02: Motivating Example

Welcome

Announcements

Again, the most important thing to know today: the course web site is at http://people.cs.umass.edu/~liberato/courses/2018-spring-compsci365+590f/. It has the syllabus for this class and you are expected to read it in its entirety.

Edlab login details (in-class only).

Questions: Feel free to interrupt me. One of the benefits of coming to lecture is you can ask questions. If your question is too specific or off-topic, I’ll answer it after class or by Piazza (which you’ll need to remind me about).

Gradescope: You must consent in order to use it. There will be a Piazza poll posted soon.

If you have an accommadation due to a recognized disability, you need to contact me to tell me if and how you plan to use it. In particular, things like extra time on homeworks need to be requested in advance of, not after, the due date. Or if you need extra time on an exam, I need time to figure out how and where you’ll take it.

Continuing on with Anne Adams

Today we’ll continue our motivating example.

(Thanks to Brian Levine and Clay Shields for this motivating example.)

Recall we are investigating Anne Adams, who may or may not have been responsible for a toy design being taken from Acme to Nadir Toys when she was poached.

In our particular case, our goal is to locate evidence (if it exists) on a USB key data, that demonstrates the toy rabbit was first designed by Adams while she was still employed by Acme.

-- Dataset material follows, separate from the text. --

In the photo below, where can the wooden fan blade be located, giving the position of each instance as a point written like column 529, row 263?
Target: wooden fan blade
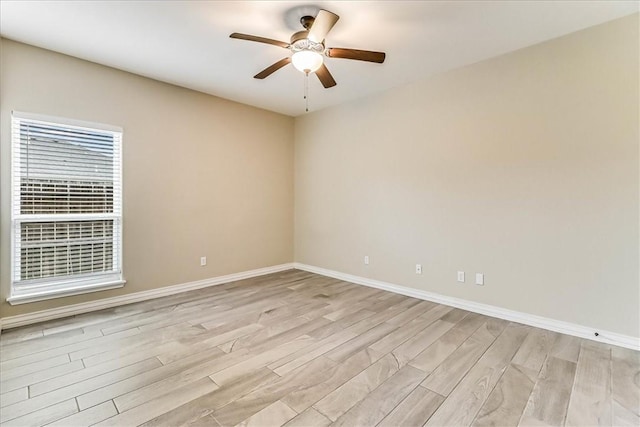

Later on, we’ll explain the details of how data is imaged from a storage device, including internal hard drives, USB storage, CDROMs, and more. Feel free to download a copy of the acquired image from Ms. Adams’ USB storage device and follow along. In any case, all of the data on Adams’ device is now contained in a file called adams.dd; we don’t need her device (or another) to examine hers once we possess this identical image. In this case, her USB key is only a container for the digital evidence and not the evidence itself. The evidence file contains all the data that was previously on the USB key.

Along with the adams.dd file, we are also provided with a “hash” of the file:

4d56552f2c1125d1298c3f40d8072abc05428e897879056b1e851aa0451b1ad0

so that we can verify we have the same file as the person who acquired it from the device. What’s that?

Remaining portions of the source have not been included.